What is the life cycle of a red giant star?

1 Answer
Jan 18, 2017

The star will begin to collapse and heat some more. The outer envelope expands causing the temperature to drop at the surface but also increasing surface area and thereby the luminosity of the star.

Explanation:

Small stars, like the Sun, will undergo a relatively peaceful and beautiful death that sees them pass through a planetary nebula phase to become a white dwarf.

Massive stars, on the other hand, will experience a most energetic and violent end, which will see their remains scattered about the cosmos in a enormous explosion, called a supernova.

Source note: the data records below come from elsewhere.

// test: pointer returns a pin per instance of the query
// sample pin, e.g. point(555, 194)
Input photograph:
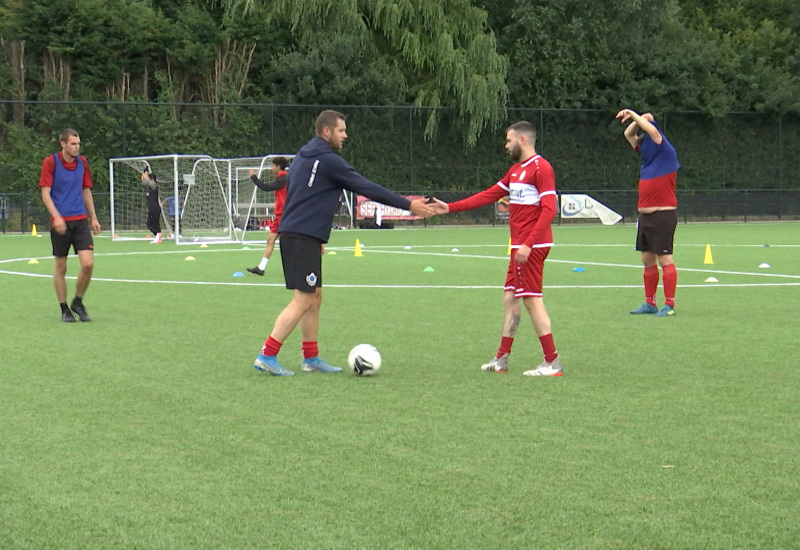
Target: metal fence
point(742, 166)
point(20, 211)
point(742, 151)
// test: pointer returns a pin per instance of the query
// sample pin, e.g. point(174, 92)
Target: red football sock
point(651, 284)
point(548, 347)
point(310, 349)
point(505, 346)
point(271, 347)
point(670, 284)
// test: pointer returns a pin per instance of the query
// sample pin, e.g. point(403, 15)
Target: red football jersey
point(531, 186)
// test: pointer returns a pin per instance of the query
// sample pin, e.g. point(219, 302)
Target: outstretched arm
point(639, 122)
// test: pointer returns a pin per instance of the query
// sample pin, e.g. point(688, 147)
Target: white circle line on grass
point(388, 287)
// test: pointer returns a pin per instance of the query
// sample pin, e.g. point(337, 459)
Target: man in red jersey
point(278, 168)
point(531, 185)
point(657, 209)
point(66, 184)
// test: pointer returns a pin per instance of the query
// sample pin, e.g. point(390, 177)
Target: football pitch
point(150, 428)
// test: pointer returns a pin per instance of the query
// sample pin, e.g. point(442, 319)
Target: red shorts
point(526, 279)
point(273, 225)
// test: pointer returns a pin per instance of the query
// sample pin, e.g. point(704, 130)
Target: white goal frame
point(216, 200)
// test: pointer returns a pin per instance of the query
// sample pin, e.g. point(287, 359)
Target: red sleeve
point(549, 206)
point(87, 174)
point(483, 198)
point(48, 169)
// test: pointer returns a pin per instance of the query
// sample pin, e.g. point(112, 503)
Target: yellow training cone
point(708, 259)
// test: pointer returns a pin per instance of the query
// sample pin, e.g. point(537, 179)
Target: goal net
point(203, 199)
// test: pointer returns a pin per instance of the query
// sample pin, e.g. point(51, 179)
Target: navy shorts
point(78, 236)
point(301, 256)
point(656, 232)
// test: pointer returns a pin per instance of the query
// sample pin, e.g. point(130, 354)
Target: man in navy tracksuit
point(316, 180)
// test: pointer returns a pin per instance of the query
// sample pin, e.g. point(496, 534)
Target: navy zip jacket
point(316, 179)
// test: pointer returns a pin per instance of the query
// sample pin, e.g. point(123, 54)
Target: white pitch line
point(388, 287)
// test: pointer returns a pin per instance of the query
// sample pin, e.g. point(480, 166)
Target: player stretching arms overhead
point(657, 208)
point(531, 184)
point(278, 168)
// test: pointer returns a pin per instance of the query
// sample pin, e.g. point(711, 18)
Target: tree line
point(195, 76)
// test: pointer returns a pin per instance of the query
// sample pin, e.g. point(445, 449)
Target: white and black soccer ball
point(364, 360)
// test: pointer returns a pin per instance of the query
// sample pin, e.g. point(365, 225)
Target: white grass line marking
point(387, 287)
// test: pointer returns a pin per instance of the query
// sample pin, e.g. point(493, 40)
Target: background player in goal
point(278, 168)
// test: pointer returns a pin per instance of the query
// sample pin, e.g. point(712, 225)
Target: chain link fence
point(742, 166)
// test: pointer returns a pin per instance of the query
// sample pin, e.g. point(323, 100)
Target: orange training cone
point(708, 259)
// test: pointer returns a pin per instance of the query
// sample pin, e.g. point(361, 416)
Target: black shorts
point(656, 232)
point(78, 235)
point(301, 256)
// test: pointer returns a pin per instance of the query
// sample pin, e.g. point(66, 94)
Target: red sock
point(271, 347)
point(310, 349)
point(651, 284)
point(548, 347)
point(505, 346)
point(670, 284)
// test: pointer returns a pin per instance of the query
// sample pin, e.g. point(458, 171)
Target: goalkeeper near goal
point(150, 181)
point(278, 168)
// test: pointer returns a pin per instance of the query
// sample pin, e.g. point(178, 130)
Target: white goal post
point(203, 199)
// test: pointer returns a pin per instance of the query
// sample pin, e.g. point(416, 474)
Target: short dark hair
point(524, 127)
point(327, 119)
point(280, 162)
point(66, 134)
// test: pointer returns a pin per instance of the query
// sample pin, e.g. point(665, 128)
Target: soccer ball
point(364, 360)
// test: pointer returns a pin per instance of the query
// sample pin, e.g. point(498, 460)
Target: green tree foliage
point(213, 75)
point(445, 49)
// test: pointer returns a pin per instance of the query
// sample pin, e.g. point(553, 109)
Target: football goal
point(203, 199)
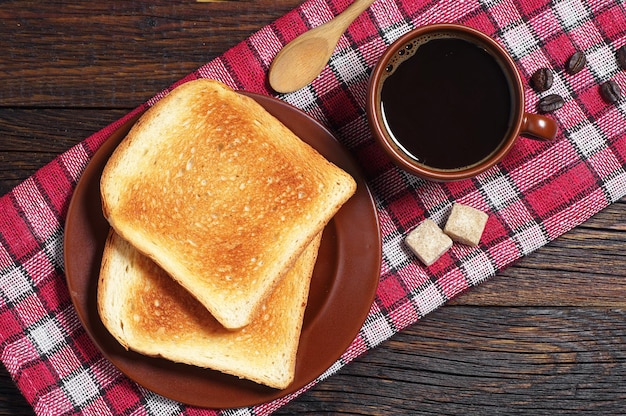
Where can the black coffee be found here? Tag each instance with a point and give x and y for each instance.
(447, 102)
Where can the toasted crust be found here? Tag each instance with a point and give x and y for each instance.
(220, 194)
(148, 312)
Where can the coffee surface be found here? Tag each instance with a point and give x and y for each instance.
(448, 104)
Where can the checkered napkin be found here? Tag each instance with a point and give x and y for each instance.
(539, 191)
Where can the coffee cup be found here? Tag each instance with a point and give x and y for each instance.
(446, 102)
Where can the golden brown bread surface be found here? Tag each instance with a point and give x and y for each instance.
(148, 312)
(220, 194)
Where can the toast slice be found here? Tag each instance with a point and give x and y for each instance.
(220, 194)
(150, 313)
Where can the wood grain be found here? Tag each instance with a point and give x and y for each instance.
(545, 336)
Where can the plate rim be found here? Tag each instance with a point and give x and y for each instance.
(263, 394)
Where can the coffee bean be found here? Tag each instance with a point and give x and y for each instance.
(576, 63)
(621, 57)
(610, 91)
(550, 103)
(542, 79)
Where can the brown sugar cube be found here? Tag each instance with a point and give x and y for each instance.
(466, 224)
(428, 242)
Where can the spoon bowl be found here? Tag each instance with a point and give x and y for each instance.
(304, 58)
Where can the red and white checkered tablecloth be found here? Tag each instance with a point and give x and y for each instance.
(539, 191)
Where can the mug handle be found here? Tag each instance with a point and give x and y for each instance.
(538, 127)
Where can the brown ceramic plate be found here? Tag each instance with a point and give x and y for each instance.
(342, 290)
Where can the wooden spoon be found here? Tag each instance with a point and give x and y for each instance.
(302, 59)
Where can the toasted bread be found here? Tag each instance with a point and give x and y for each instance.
(150, 313)
(220, 194)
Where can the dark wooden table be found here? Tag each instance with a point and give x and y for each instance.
(545, 336)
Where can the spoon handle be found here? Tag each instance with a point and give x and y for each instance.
(346, 17)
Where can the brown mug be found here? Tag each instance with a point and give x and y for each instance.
(446, 102)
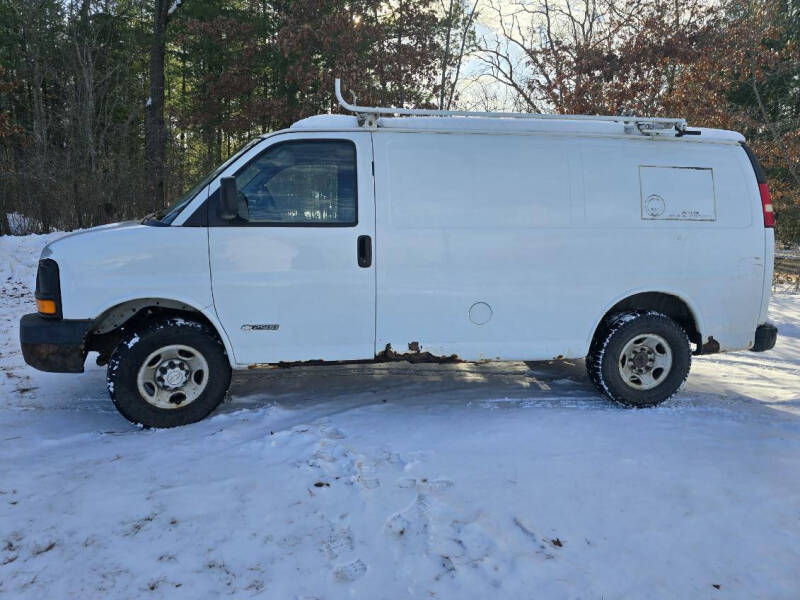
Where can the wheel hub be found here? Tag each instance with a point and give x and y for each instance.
(172, 374)
(642, 359)
(645, 361)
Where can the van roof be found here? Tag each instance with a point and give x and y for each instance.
(503, 125)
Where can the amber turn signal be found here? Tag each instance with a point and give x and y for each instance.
(46, 307)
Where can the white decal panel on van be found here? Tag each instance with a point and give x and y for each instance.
(677, 193)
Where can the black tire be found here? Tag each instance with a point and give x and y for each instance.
(605, 354)
(136, 346)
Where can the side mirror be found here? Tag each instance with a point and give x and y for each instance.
(228, 205)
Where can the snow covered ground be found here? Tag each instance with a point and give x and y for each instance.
(400, 481)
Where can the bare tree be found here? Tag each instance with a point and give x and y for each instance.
(155, 127)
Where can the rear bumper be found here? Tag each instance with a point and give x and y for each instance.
(55, 346)
(766, 335)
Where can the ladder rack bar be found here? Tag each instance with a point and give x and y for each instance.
(665, 122)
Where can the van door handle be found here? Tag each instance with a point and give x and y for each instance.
(364, 251)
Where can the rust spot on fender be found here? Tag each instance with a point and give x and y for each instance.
(386, 355)
(710, 347)
(415, 356)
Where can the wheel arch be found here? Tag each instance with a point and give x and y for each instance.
(674, 305)
(107, 327)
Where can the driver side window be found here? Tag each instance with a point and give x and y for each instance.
(309, 182)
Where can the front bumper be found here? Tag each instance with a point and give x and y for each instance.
(766, 335)
(53, 345)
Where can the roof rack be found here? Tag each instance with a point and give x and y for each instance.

Once the dust clears, the only thing remaining will be a rapidly spinning neutron stars, or possibly even a black hole.
enter image source here
http://www.schoolsobservatory.org.uk/astro/stars/lifecycle

See the referenced page also for the chart and other descriptions.

When the star has run out of hydrogen fuel to fuse into helium within its core the core will begin to collapse and heat some more. To counter the core's collapse the outer envelope expands causing the temperature to drop at the surface but also increasing surface area and thereby the luminosity of the star.

Within the core temperatures will rise to begin fusion of helium into carbon. A shell around the core will rise to such a temperature as to ignite further hydrogen fusion in that region of the star. The helium produced falls onto the core where it can be used as fuel. This time in the life of a Red Giant is very short compared to the main sequence lifetime, only a few million years.